Investors may have ignored that when a fund gained 50 percent in a year buying gold or trading credit-default swaps. But after months of losses and poor returns, they are balking. The average hedge fund returned 4.59 percent this year through September, according to Hedge Fund Research.

Several hedge fund managers have begun closing shop, most notably Stanley Druckenmiller, 57, who says he’s tired of the stress and frustrated because his recent returns haven’t matched those of the past.

Free to Roam

Hedge funds may have an advantage over mutual funds because they can invest almost any way they choose. They can sell short, betting that stocks will drop. They can buy distressed debt and real estate. They can bet on movements in currencies and commodities. The problem is they run with the herd.

Hedge funds and other big speculators, for instance, increased their bets on crude oil in the week ended Oct. 5 to the most since last spring, according to the Commodity Futures Trading Commission.

Why? Because they think the Federal Reserve will try to stimulate the U.S. economy even more. Is there any investor in the world who hasn’t read or heard that? Crude has rallied since mid-September. The funds hardly seemed to be getting in at the bottom.

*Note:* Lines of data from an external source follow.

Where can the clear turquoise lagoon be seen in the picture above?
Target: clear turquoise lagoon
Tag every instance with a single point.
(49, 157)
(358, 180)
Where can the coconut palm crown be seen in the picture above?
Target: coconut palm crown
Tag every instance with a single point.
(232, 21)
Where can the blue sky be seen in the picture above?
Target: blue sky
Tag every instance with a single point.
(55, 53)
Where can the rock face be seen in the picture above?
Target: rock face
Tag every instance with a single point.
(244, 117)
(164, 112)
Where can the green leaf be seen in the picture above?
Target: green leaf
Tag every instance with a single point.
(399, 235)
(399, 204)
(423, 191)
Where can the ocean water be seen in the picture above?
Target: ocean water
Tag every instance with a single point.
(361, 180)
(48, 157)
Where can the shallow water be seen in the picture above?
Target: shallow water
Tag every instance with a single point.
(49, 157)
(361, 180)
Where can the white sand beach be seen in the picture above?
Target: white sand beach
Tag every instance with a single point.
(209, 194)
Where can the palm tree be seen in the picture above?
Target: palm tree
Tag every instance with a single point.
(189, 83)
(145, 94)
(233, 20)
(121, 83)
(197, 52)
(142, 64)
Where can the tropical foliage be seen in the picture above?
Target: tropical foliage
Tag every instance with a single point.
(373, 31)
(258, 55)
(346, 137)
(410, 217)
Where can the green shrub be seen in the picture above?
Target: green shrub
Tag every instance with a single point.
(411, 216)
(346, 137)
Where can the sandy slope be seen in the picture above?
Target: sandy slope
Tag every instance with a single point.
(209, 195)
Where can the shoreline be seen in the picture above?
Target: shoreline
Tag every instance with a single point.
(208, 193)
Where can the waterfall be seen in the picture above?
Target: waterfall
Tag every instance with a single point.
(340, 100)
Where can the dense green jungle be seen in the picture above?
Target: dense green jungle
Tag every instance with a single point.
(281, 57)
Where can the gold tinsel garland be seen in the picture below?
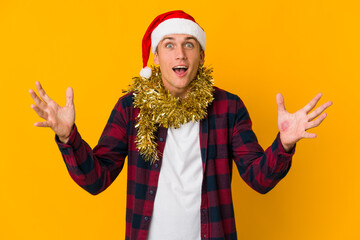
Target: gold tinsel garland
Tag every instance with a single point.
(159, 108)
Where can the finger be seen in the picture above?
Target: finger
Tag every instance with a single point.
(319, 110)
(280, 102)
(39, 112)
(69, 96)
(42, 93)
(312, 103)
(309, 135)
(317, 121)
(42, 124)
(36, 99)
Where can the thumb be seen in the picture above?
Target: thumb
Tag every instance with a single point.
(69, 96)
(280, 102)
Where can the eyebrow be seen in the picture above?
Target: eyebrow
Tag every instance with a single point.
(171, 38)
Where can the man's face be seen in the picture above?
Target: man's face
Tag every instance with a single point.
(179, 56)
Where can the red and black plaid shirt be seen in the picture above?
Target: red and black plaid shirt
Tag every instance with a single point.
(225, 135)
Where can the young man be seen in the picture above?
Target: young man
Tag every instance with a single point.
(180, 135)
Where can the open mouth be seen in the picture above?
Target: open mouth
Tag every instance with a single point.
(180, 70)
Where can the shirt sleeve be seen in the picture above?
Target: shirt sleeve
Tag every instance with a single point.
(260, 169)
(95, 169)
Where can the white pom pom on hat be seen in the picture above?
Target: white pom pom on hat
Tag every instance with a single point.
(173, 22)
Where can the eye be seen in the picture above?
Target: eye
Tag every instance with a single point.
(189, 45)
(169, 45)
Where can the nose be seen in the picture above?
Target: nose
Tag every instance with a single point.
(180, 53)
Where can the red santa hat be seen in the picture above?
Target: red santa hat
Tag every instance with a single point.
(174, 22)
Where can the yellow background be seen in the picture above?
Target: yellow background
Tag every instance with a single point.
(257, 48)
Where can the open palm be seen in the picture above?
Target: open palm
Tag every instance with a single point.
(59, 119)
(293, 127)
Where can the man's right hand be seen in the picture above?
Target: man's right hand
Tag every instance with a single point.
(59, 119)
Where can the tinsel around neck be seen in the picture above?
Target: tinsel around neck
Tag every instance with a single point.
(159, 108)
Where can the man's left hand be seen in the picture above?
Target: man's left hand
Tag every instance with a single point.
(293, 127)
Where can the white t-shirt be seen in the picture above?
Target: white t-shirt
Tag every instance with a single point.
(176, 214)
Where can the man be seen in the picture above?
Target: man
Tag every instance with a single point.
(180, 135)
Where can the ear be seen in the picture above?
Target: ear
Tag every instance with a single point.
(156, 58)
(202, 57)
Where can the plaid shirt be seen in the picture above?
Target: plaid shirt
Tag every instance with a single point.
(225, 135)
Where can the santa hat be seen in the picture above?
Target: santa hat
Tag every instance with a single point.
(174, 22)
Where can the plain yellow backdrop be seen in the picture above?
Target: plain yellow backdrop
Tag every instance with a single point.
(257, 48)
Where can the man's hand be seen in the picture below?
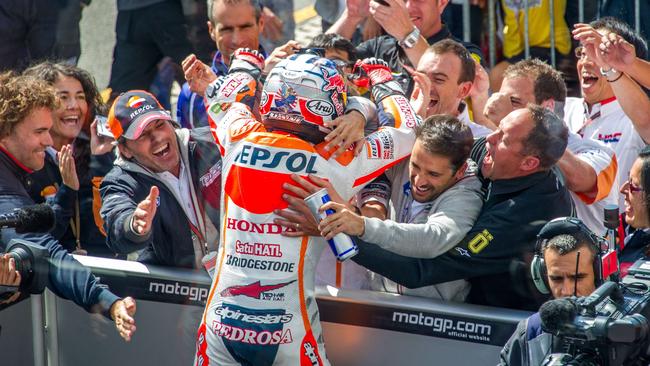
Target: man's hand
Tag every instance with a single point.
(145, 212)
(421, 95)
(394, 18)
(67, 167)
(342, 220)
(272, 25)
(349, 129)
(357, 9)
(617, 52)
(279, 54)
(122, 312)
(497, 107)
(197, 74)
(590, 40)
(9, 276)
(99, 145)
(298, 216)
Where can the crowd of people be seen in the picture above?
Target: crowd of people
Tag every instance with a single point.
(456, 181)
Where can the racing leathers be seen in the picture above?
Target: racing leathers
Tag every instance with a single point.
(261, 308)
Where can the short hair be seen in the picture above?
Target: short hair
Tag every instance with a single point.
(51, 72)
(547, 82)
(644, 155)
(567, 243)
(19, 96)
(548, 138)
(445, 135)
(467, 64)
(254, 3)
(334, 41)
(624, 30)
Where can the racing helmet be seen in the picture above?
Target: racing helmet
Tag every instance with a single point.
(300, 94)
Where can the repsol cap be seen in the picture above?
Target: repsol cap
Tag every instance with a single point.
(132, 112)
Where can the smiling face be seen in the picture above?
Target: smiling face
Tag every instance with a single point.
(505, 158)
(425, 14)
(444, 72)
(594, 86)
(28, 140)
(430, 174)
(636, 211)
(72, 113)
(234, 27)
(156, 148)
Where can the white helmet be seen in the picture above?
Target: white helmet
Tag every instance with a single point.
(301, 93)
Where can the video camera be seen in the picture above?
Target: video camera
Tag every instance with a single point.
(607, 328)
(30, 259)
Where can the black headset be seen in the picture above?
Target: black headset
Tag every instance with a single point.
(559, 226)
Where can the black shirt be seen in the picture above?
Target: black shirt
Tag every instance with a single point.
(494, 253)
(386, 48)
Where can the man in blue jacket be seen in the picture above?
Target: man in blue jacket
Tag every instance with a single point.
(26, 107)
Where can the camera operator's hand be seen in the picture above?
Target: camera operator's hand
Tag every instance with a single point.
(145, 212)
(122, 312)
(67, 167)
(9, 276)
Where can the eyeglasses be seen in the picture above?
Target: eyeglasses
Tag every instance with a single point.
(633, 187)
(580, 52)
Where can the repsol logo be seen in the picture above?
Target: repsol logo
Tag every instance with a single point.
(194, 293)
(320, 107)
(295, 162)
(140, 110)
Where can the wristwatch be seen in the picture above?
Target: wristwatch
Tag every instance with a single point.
(411, 39)
(608, 73)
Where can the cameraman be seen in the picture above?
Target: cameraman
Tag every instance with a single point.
(566, 275)
(26, 116)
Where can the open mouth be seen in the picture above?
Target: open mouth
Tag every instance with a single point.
(162, 151)
(70, 120)
(589, 80)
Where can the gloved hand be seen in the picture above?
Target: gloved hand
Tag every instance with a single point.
(375, 73)
(247, 60)
(241, 82)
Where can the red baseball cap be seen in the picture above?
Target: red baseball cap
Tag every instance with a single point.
(132, 112)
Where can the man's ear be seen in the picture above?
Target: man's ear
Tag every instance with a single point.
(124, 150)
(460, 173)
(549, 104)
(442, 4)
(529, 164)
(212, 31)
(464, 89)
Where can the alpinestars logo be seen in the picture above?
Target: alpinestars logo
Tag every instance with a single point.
(255, 290)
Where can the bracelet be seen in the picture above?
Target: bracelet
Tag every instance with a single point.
(620, 75)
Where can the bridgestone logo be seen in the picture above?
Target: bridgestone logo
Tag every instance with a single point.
(454, 328)
(264, 265)
(250, 336)
(194, 293)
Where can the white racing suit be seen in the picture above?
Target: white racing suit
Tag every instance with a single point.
(261, 308)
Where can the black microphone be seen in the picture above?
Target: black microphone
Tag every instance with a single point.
(30, 219)
(557, 313)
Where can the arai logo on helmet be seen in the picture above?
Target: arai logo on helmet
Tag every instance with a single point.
(320, 107)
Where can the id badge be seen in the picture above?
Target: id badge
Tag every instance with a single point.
(209, 261)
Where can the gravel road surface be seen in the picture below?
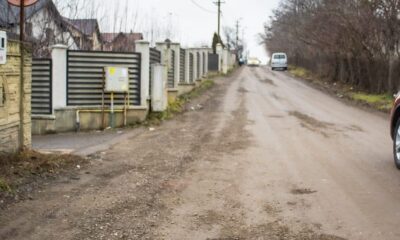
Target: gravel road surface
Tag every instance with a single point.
(262, 156)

The attraction of hedge funds will die hard. Many investors -- pension funds, for example -- may think hedge funds will beat the markets even if their returns are much lower than those of the past.

They may be encouraged by a recent statistic on mutual funds. So-called managed stock funds actually beat the Standard & Poor’s 500 Index in the 10 years ended Oct. 12, returning an annual average of 2.3 percent, compared with a 0.59 percent gain for the index, according to Morningstar Inc., a Chicago-based research firm.

The years ahead may be tough for all investors. You can bet that the shrewdest of them are thinking of anything other than hedge funds.

(David Pauly is a Bloomberg News columnist. Opinions expressed are his own.)